Arkham Intelligence encontra-se numa encruzilhada rara no sector: por um lado, as capacidades de monitorização da sua plataforma continuam a evoluir—desde o acompanhamento de todos os movimentos on-chain do Lazarus Group até à verificação das reservas de Bitcoin da Strategy; por outro, o token ARKM sofreu uma correção extrema, estando atualmente cerca de 97 % abaixo do seu máximo histórico.
Segundo dados de mercado da Gate, a 28 de maio de 2026, o ARKM apresentava uma cotação aproximada de 0,14115 $, uma queda de 6,99 % nas últimas 24 horas, com uma capitalização de mercado em torno de 90,45 milhões $, ocupando a 307.ª posição. Apesar de o token ter valorizado 27,89 % nos últimos 30 dias, permanece 78,55 % abaixo do valor de há um ano. Num sector onde as narrativas mudam semanalmente, este paradoxo de valorização—ser "uma das infraestruturas mais úteis, mas um dos tokens com pior desempenho"—justifica uma análise estrutural.
Validação Contínua das Capacidades de Monitorização
No último ano, a Arkham desempenhou um papel central de inteligência em vários incidentes on-chain de grande dimensão, sendo o valor da sua plataforma reiteradamente confirmado em cada crise.

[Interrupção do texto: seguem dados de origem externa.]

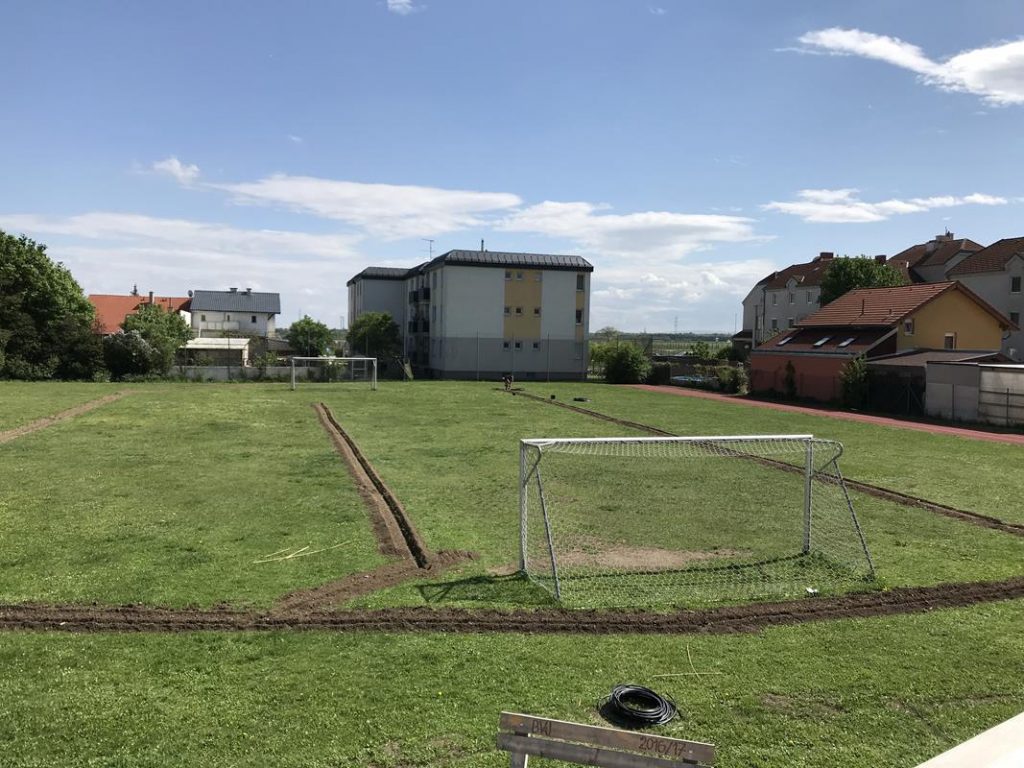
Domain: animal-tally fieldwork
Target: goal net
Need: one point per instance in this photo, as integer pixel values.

Lazarus Group e 700 milhões $ em fundos rastreados. Em fevereiro de 2025, o investigador on-chain ZachXBT recorreu ao sistema de recompensas da Arkham para submeter provas conclusivas que confirmaram a autoria do Lazarus Group da Coreia do Norte no ataque de 1,5 mil milhões $ à Bybit, recebendo uma recompensa de 50 000 ARKM. Após o ataque, a Arkham continuou a monitorizar as reservas on-chain do Lazarus Group—cerca de 13 518 BTC, avaliados em aproximadamente 1,13 mil milhões $. Em 2026, a escala e frequência dos ataques do Lazarus Group intensificaram-se ainda mais. De acordo com relatórios da Arkham, nos primeiros quatro meses de 2026, o Lazarus Group roubou cerca de 577 milhões $ em ataques à KelpDAO (aproximadamente 292 milhões $) e à Drift Protocol (cerca de 285 milhões $), representando mais de 70 % das perdas globais em cripto nesse período. Dados da TRM Labs confirmaram ainda que as perdas totais por hacking em cripto durante o mesmo período atingiram cerca de 651 milhões $, dos quais aproximadamente 577 milhões $ foram atribuídos à Coreia do Norte—76 % do total. As capacidades de desanonimização e rastreio da Arkham foram, nestes eventos, demonstradas como nunca antes.

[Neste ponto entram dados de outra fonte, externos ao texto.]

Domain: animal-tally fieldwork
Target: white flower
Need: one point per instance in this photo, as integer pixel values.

Deteção em tempo real da infiltração de IT workers do Lazarus. Em dezembro de 2025, investigadores de segurança utilizaram a infraestrutura da Arkham para monitorizar em tempo real as operações de infiltração da divisão Famous Chollima do Lazarus Group. Esta operação recorria a roubo de identidade e engenharia social para colocar trabalhadores de TI norte-coreanos em empresas financeiras e de cripto nos EUA, afetando mais de 100 empresas e 80 identidades norte-americanas roubadas. O Departamento de Justiça dos EUA recuperou posteriormente mais de 15 milhões $ em penalizações.
Identificação pública das reservas da Strategy. Em maio de 2025, a Arkham começou a identificar endereços de carteiras de Bitcoin pertencentes à Strategy (anteriormente MicroStrategy), apesar de Michael Saylor ter afirmado anteriormente que "nunca revelaria endereços". A Arkham confirmou 70 816 BTC pertencentes à Strategy e expandiu as reservas identificadas para cerca de 507 000 BTC, avaliados em aproximadamente 54,5 mil milhões $—87,5 % das reservas divulgadas publicamente pela empresa.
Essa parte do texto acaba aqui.